No momento imaginei que ele nada me responderia, mas, de imediato disse-me que as cadeiras não estavam vazias. Eu as vi assim, mas ele não. Afirmou que numa cadeira estava sentado o santo dele e na outra, a cada momento, ele imaginava estar sentado um amigo seu. E concluía: “Eu nunca estou só! O meu santo é Santo Antônio, porque meu nome é Antônio. Ele nunca me deixa só. Está sempre ao meu lado e eu não deixo ninguém sentar na cadeira dele. Por aqui todos são meus amigos. Então eu imagino que a cada hora venha um amigo me visitar e falar comigo!”
Imaginei que seria ridículo questionar suas convicções ou, pior ainda, manifestar qualquer desprezo. Conversamos mais um pouco e logo saí para meus outros compromissos. A resposta explicativa deste morador de rua, deixou-me inquieto e fez-me pensar. Em poucos minutos conseguiu testemunhar uma significativa lição de fé e humanidade.

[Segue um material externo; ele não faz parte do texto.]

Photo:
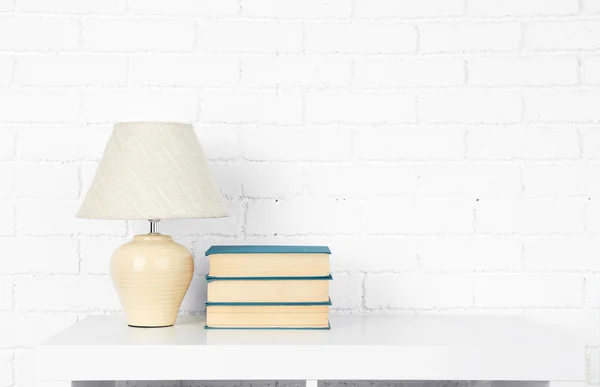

Do que vi e ouvi, tiro algumas lições que me ajudam. O imprevisível pode nos oferecer boas surpresas que o previsto não oferece. “Deus não está longe de cada um de nós, nele vivemos, nos movemos e existimos” (At 17,27b-28). Cristo louva e bendiz ao Pai que revela seus segredos aos simples e pequeninos e não aos que se dizem sábios e entendidos. A linguagem simbólica, no caso das duas cadeiras, é apelo de humanização e um recurso de fé para a fé e a cordialidade.